ABOUT THIS WINE
The must undergoes a 4-5 day fermentation on the skins, then pressed. The wine is then moved to a 1,000 liter clay tank and 30-40% of the skins are added back in. It then matures for 10 months before a super-light filtration and a tiny drop of sulfur at bottling. It is markedly darker than the other wines in the lineup but this is solely from the pigment in the skins – it doesn’t see any extra maceration time.
ABOUT THIS PRODUCER
This estate is really just two guys, a tiny cellar, a few hectares of old vines and a hell of a lot of buzz – even Jancis Robinson has called them “cult.” Farming some of the oldest vines in Baden, Sven Enderle and Florian Moll craft complex, earthy and superbly detailed Pinot Noirs that will completely redefine how you view German reds, to say nothing of their stunningly textural yet buoyant and defined skin-contact white wines.
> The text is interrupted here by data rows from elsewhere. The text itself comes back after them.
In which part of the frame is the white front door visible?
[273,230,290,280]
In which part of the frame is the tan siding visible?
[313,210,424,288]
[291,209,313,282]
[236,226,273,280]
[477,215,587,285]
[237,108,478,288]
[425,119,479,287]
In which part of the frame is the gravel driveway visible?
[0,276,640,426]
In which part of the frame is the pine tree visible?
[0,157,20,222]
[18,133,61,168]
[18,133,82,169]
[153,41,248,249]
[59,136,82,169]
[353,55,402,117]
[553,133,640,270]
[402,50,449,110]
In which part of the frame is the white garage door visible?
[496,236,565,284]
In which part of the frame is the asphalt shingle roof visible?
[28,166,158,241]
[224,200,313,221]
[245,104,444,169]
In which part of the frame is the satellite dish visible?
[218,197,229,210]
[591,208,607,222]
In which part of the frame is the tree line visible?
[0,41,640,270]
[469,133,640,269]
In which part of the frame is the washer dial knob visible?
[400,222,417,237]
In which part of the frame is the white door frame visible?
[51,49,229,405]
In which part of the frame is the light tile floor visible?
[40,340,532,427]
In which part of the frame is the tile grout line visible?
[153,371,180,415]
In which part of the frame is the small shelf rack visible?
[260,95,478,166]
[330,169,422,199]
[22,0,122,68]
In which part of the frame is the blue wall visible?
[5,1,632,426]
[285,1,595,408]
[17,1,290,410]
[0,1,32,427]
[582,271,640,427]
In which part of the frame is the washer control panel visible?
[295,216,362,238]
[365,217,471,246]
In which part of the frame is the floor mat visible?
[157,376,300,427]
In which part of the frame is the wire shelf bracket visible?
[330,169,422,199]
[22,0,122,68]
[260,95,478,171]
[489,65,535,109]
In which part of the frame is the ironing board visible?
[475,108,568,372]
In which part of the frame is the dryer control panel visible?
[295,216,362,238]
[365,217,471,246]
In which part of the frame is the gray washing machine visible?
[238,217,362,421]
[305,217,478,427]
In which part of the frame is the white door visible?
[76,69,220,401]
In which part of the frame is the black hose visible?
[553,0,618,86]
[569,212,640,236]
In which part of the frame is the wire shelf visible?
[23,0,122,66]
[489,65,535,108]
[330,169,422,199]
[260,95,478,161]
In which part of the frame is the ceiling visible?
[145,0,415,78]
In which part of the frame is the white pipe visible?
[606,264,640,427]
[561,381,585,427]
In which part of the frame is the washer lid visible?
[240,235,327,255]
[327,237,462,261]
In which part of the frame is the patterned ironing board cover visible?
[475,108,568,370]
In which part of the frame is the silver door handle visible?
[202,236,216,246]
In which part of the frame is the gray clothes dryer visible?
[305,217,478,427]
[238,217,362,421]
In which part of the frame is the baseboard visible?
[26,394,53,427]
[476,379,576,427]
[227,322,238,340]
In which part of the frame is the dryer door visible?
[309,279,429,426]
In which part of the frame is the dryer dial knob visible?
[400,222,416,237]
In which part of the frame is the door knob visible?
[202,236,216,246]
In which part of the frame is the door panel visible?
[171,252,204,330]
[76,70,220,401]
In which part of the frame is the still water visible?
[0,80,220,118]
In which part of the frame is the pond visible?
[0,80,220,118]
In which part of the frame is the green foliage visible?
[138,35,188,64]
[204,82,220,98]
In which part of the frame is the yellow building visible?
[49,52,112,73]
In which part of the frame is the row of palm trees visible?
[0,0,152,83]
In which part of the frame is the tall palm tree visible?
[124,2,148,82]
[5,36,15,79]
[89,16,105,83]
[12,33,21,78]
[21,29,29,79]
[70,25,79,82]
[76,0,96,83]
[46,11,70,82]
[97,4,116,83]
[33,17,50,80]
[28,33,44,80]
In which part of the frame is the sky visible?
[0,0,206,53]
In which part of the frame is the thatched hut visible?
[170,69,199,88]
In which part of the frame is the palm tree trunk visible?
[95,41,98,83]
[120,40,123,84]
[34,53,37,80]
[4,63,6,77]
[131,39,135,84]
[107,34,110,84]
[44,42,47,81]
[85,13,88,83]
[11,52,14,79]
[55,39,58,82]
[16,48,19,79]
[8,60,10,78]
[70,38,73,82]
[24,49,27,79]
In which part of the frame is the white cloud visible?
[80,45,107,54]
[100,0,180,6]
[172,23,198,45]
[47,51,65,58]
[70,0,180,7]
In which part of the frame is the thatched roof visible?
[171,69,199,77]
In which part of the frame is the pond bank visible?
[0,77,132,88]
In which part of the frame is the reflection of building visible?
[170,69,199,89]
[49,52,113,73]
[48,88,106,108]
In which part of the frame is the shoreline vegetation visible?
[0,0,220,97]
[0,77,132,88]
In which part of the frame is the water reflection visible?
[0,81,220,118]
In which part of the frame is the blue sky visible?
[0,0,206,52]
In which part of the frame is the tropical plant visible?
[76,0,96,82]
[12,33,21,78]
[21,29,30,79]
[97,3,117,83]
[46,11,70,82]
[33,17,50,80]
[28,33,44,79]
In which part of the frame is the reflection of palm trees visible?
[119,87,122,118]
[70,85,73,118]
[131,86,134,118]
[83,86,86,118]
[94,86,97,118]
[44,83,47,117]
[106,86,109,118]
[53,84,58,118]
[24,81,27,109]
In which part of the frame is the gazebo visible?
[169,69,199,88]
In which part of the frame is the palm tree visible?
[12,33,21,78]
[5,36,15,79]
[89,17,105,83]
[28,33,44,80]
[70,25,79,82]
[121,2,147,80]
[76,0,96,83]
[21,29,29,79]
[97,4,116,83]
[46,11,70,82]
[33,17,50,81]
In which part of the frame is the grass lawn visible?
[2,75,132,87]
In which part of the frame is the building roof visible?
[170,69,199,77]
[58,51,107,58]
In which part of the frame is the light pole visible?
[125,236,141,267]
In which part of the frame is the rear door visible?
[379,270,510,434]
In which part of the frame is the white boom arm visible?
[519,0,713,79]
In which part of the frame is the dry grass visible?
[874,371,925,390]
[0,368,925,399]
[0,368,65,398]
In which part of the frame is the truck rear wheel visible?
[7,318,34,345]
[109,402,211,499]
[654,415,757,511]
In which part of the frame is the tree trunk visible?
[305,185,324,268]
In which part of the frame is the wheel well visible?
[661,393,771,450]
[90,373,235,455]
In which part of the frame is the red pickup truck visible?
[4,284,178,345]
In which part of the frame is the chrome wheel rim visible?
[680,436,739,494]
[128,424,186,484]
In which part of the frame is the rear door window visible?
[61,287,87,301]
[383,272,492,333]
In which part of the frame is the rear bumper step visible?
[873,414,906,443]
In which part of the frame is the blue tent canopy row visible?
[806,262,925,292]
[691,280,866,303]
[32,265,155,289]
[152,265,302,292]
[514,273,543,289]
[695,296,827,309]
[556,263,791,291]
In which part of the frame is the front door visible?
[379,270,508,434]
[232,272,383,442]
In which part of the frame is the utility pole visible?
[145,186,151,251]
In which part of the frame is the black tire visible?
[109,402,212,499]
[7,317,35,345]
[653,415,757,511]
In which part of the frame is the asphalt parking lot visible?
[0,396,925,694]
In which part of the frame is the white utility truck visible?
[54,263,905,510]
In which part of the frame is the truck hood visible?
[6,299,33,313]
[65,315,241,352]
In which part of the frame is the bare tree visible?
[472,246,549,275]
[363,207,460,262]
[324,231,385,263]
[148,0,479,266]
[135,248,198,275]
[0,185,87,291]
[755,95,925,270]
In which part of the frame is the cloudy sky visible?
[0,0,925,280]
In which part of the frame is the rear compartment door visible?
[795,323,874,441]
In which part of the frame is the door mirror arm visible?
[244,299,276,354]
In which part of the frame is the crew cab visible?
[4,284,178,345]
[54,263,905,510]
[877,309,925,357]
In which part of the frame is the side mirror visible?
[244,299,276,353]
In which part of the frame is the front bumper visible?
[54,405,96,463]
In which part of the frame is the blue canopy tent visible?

They are one of the first German red wine producers to emphasize lightness, transparency, finesse. They are the benchmark producer for natural, Burgundy-esque German Pinot Noir, period, end. The white wines, though a small part of their production, are revelations in skin-contact whites; transparent and energetic. Farming is organic/biodynamic, no additives, no filters, minimal sulfur.